Very well written, expressed - and theologically correct. I, too, a recovering fundamentalist Pharisee, used to have a schizophrenic view of God. He was both an austere, aloof Father on the one hand who was just itching to crack me over the knuckles when I messed up, and on the other, a really nice but ineffectual guy who'd give a smiling shrug when hard times came. Like the mythological Janus, He was an aloof observer and superintendent of war and peace, with a dual personality.

But when the Apostle John said that God is love, he was also saying that love is what God is. God establishes love as a truth, a concept that is defined by what He is, how He is, what He's like.

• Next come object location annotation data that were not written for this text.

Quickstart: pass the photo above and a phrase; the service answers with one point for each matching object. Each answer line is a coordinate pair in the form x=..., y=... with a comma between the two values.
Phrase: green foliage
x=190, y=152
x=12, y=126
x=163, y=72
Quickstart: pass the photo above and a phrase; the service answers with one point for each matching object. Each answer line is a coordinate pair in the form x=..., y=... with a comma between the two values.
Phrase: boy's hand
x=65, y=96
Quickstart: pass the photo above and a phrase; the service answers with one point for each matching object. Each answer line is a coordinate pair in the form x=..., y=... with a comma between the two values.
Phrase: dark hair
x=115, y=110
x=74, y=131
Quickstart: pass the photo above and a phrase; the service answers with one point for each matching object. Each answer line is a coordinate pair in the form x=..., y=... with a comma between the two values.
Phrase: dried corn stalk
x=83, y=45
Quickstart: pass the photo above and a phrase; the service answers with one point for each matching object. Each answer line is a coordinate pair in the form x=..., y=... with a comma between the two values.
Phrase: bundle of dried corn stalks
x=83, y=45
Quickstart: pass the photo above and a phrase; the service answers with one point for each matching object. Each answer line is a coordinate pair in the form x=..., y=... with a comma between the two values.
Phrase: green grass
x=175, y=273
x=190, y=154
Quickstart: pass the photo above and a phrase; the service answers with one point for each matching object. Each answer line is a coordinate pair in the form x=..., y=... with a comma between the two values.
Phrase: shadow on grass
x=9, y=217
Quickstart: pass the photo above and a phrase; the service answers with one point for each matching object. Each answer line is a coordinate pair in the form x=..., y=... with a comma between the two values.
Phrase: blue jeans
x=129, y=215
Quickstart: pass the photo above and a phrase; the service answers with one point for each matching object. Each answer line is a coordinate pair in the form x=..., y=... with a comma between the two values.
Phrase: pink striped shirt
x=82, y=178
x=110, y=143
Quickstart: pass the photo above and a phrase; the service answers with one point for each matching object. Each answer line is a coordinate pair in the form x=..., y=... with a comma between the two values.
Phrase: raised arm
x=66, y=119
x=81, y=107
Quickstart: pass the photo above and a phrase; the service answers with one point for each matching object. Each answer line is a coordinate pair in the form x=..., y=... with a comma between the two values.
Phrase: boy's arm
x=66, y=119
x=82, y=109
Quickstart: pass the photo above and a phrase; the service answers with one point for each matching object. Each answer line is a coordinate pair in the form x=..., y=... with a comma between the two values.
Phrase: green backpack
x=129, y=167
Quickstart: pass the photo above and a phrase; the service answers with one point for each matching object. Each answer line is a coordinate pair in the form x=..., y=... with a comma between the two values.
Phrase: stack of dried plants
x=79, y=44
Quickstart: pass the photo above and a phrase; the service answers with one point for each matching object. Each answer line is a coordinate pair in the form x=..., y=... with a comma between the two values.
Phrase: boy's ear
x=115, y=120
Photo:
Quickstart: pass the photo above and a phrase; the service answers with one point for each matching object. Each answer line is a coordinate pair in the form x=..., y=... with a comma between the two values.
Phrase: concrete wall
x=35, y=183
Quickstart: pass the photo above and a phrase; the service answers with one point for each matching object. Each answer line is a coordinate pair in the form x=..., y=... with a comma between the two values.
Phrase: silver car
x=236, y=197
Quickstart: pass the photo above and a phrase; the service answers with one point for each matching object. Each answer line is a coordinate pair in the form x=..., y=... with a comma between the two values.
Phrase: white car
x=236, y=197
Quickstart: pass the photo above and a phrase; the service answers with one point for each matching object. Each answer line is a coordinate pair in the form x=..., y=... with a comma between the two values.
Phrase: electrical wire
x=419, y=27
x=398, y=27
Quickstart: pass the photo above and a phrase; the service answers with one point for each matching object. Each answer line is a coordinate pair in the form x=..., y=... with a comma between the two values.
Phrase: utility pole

He is not, as I believed, balancing Himself on the fulcrum of a see-saw, with love on one end and justice on the other, willfully tipping it to one side or the other in reaction to our actions or events, sometimes loving and sometimes judgmental. No, He is always loving. Even when He punishes the guilty, He is being loving - to the victims of guilty deeds and to the guilty, who have victimized themselves and His image in the process. Even when He allows the consequences of sin to impact subsequent generations, He is lovingly respecting the ability to choose with which He entrusted us. Whether we choose for Him or against Him, He knows that the love and obedience He desires so much for us to give Him must be freely given - as His love is to us - or it is compulsion and not love. And He values a free gift of love from us to Him so much that He is willing to risk our rejection of Him and all its terrible consequences, to ourselves and others.

So God is love; and love is what God is, how He behaves, what He's like - Who He is.

David Thorne

33

David Thorne replied to Daniel T Shumaker's comment

It's funny because if we say God's like a loving father it messes people up because of their own dads. But, if we think of God like a loving dog owner...people will buy that- because no one's mean to their dog. And people get that a dog owner loves their dog even when the dog is dumb! Just a thought. Www.refuelblog.com

Martin Cogburn

10

Martin Cogburn commented…

I've been guilty of # 3 many times. People can get downright angry when "defending" the gospel... which means they certainly aren't "living" it. For more info on simple steps to impact the culture check out "Straight Impact Introduction" @ www.straightimpact.org

Helen Birkbeck

1

Helen Birkbeck commented…

This is an excellent article, on a subject I have been struggling with for years, after starting life in a church that viewed God more as a sort of cosmic head teacher out to correct us than as a loving creator and father, and having had parents who judged me by what I did rather than who I was.

Ayana Taplin

8

Ayana Taplin replied to Helen Birkbeck's comment

I feel your pain. I too struggle with this even though I am now apart of a church with a more biblical view of God.